- Reliability — also known as resiliency — is the ability of an application to avoid failure and recover from it quickly when it occurs
- Achieving a high degree of reliability for your application is not a trivial matter and entails significant cost and complexity
-
Availability is the percentage of time an application is working as expected — generally you will want application availbility of at least 99% and often higher
- 99% allows for up to 3 days, 15 hours and 39 minutes of downtime per year
- 99.9% allows for up to 8 hours and 45 minutes of downtime per year
- 99.95 allows for up to 4 hours and 22 minutes
- 99.99 allows for up to 52 minutes of downtime per year
- 99.999 allows for 5 minutes of downtime per year
-
Traditional Applications — ones that are migrated from on-premise deployments straight to the cloud — generally require more resources in order for them to be highly available, notably because EC2 availability is lower than managed AWS services such as Lambda
-
Spanning your application across multiple availability zones (and ideally regions) greatly increases your availability, but will also increase your costs, as you are running more instances
-
Cloud resources are not unlimited, and thus there are limits to the number of resources per account. The AWS Trusted Advisor can be used to view which service limits are applied to your account, as well CloudWatch Alarms which can be used to notify you when you are close to hitting a limit
-
Your application's design can also affect your availability score, for example a monolith application is much more prone to causing an outage in comparison to a set of micro-services
- EC2 Auto Scaling service offers a way to both avoid application failure and recover from it when it happens, by provisioning and starting on your behalf a specified number of EC2 instances
- EC2 Auto Scaling uses either a launch configuration or a launch template to automatically configure the instances that it launches
- An Auto Scaling group is a group of EC2 instances that Auto Scaling manages using either the launch configuration or launch template to create each instance
- An Auto Scaling group requires a minimum (minimum number of instances to maintain), maximum (the maximum number of instances to maintain) and optionally the desired capacity (the optimum level of instances).

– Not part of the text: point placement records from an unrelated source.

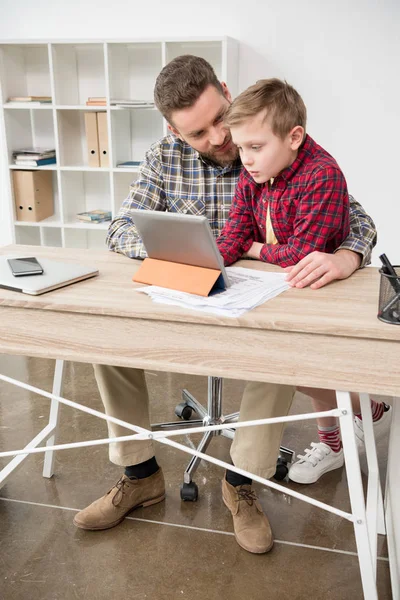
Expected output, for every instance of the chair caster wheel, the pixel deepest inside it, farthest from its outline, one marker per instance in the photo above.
(183, 411)
(281, 470)
(189, 492)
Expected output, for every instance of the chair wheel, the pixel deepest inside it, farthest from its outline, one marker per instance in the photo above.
(189, 492)
(183, 411)
(281, 471)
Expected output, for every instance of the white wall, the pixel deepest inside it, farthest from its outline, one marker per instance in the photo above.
(342, 56)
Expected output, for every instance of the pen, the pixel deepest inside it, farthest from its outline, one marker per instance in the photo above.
(388, 269)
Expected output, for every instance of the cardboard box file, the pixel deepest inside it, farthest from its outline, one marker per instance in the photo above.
(92, 139)
(103, 139)
(33, 195)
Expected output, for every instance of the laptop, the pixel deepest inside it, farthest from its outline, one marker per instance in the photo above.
(55, 275)
(180, 238)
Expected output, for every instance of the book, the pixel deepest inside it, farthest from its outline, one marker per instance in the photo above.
(33, 153)
(94, 216)
(128, 164)
(36, 163)
(29, 99)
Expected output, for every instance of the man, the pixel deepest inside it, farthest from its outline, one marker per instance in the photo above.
(195, 171)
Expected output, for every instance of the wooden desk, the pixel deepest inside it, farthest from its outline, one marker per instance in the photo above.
(326, 338)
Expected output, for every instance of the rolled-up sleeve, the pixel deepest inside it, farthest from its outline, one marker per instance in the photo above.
(146, 193)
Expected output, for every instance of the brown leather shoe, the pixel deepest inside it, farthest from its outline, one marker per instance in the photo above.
(251, 526)
(125, 496)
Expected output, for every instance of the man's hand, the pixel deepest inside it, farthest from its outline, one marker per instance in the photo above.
(254, 251)
(319, 268)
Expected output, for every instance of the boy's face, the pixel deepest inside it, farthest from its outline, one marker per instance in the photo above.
(201, 126)
(264, 154)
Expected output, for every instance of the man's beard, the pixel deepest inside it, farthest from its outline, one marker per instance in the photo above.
(222, 158)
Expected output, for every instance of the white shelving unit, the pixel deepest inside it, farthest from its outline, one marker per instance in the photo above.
(71, 71)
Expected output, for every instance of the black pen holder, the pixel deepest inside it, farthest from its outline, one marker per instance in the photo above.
(389, 297)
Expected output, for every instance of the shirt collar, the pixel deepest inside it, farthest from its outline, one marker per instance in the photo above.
(304, 151)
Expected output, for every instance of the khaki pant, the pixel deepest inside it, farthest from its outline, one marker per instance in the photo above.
(124, 394)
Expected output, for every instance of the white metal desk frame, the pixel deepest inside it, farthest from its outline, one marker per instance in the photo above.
(367, 518)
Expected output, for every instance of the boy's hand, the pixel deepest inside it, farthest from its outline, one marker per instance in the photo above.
(254, 251)
(319, 268)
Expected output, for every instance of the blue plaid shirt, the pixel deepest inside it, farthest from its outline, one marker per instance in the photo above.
(173, 177)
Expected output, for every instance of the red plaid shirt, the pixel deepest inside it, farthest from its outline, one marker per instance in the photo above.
(309, 210)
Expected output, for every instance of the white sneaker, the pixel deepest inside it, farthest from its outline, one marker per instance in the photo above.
(381, 428)
(316, 461)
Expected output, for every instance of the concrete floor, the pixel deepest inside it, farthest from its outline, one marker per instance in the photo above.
(170, 550)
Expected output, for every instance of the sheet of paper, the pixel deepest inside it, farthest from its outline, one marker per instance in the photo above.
(249, 289)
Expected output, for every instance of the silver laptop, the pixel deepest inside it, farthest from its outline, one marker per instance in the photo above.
(180, 238)
(55, 275)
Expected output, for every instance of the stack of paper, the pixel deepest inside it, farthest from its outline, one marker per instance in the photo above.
(249, 288)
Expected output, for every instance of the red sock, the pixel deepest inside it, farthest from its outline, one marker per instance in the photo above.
(331, 437)
(377, 409)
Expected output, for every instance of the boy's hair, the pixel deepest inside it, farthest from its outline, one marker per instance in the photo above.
(181, 83)
(284, 106)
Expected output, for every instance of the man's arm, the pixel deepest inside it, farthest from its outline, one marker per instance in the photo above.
(146, 193)
(317, 269)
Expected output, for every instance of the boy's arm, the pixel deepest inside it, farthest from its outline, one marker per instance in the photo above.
(321, 214)
(236, 236)
(362, 237)
(147, 193)
(319, 269)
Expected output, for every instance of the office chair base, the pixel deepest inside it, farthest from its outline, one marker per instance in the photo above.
(211, 415)
(189, 492)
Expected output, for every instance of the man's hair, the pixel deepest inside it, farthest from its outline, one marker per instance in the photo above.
(181, 83)
(284, 106)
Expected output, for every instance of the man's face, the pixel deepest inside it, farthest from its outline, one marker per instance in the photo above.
(264, 154)
(201, 126)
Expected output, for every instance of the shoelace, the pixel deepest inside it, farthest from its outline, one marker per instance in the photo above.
(313, 455)
(248, 496)
(120, 485)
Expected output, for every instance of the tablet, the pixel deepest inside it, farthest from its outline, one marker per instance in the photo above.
(180, 238)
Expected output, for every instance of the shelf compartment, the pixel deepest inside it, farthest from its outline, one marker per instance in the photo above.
(79, 72)
(133, 70)
(210, 50)
(26, 128)
(133, 131)
(73, 143)
(85, 238)
(27, 236)
(83, 191)
(122, 182)
(51, 236)
(25, 70)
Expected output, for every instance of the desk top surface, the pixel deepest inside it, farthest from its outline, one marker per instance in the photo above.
(344, 308)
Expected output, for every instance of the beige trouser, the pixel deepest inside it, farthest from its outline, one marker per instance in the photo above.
(124, 395)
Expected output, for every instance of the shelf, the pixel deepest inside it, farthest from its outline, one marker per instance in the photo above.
(71, 71)
(83, 107)
(53, 221)
(84, 168)
(26, 128)
(40, 168)
(79, 73)
(122, 170)
(27, 106)
(82, 225)
(26, 70)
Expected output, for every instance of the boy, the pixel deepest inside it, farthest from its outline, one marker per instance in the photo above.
(290, 200)
(291, 197)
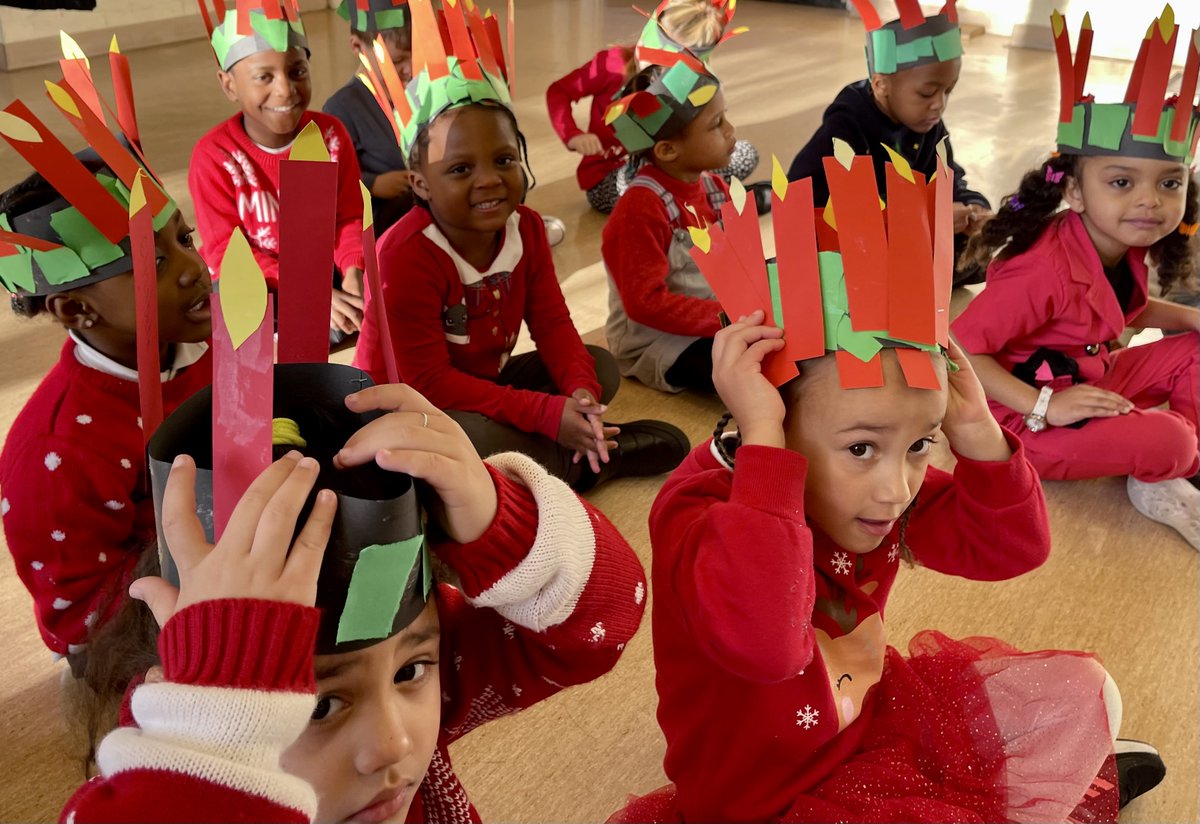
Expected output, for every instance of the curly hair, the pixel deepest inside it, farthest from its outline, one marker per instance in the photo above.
(1027, 212)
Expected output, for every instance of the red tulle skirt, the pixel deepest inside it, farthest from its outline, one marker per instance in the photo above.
(964, 731)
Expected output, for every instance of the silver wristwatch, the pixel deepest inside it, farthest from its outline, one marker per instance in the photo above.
(1036, 421)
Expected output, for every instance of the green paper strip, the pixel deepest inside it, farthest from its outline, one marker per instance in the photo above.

- If desired capacity is given, then no matter what the minimum value is, AWS will always aim to keep the number of instances at the desired capacity level
- When using an ALB, the ALB target group must reference the Auto Scaling group, so that it when Auto Scaling creates a new instance, it will automatically add it to the ALB target group
- Auto Scaling groups will determine each instance's health based upon EC2 health checks, such as memory exhaustion, filesystem correction or networking configuration errors
- ALB can use HTTP health checks for the load balancer's target groups — responses must be within the 200 - 499 range — Auto Scaling groups can use these results to determine if an instance is healthy
- Instances that are not healthy will have traffic routed away from them automatically by ALB, at the same time the instance will be replaced by Auto Scaling
- Auto Scaling provides several other options to scale out the number of instances to meet demand
- changing the minimum, desired or maximum values at any time, will cause Auto Scaling to reevaluate and adjust (if needed) immediately
-
To ensure that your instances never become overburdened, dynamic scaling policies automatically provision more instances before they run out of resources
-
Dynamic Auto Scaling policies can track the following metrics
- Aggregate CPU utilisation
- Average request count per target
- Average network bytes in
- Average network bytes out
-
You can also use custom metrics, such as creating instances if a particular operation is taking a longer than expected
-
Dynamic scaling policies work by monitoring a CloudWatch alarm and scaling out — there are three types of dynamic scaling policies: ChangeInCapacity, ExactCapacity and PercentChangeInCapacity.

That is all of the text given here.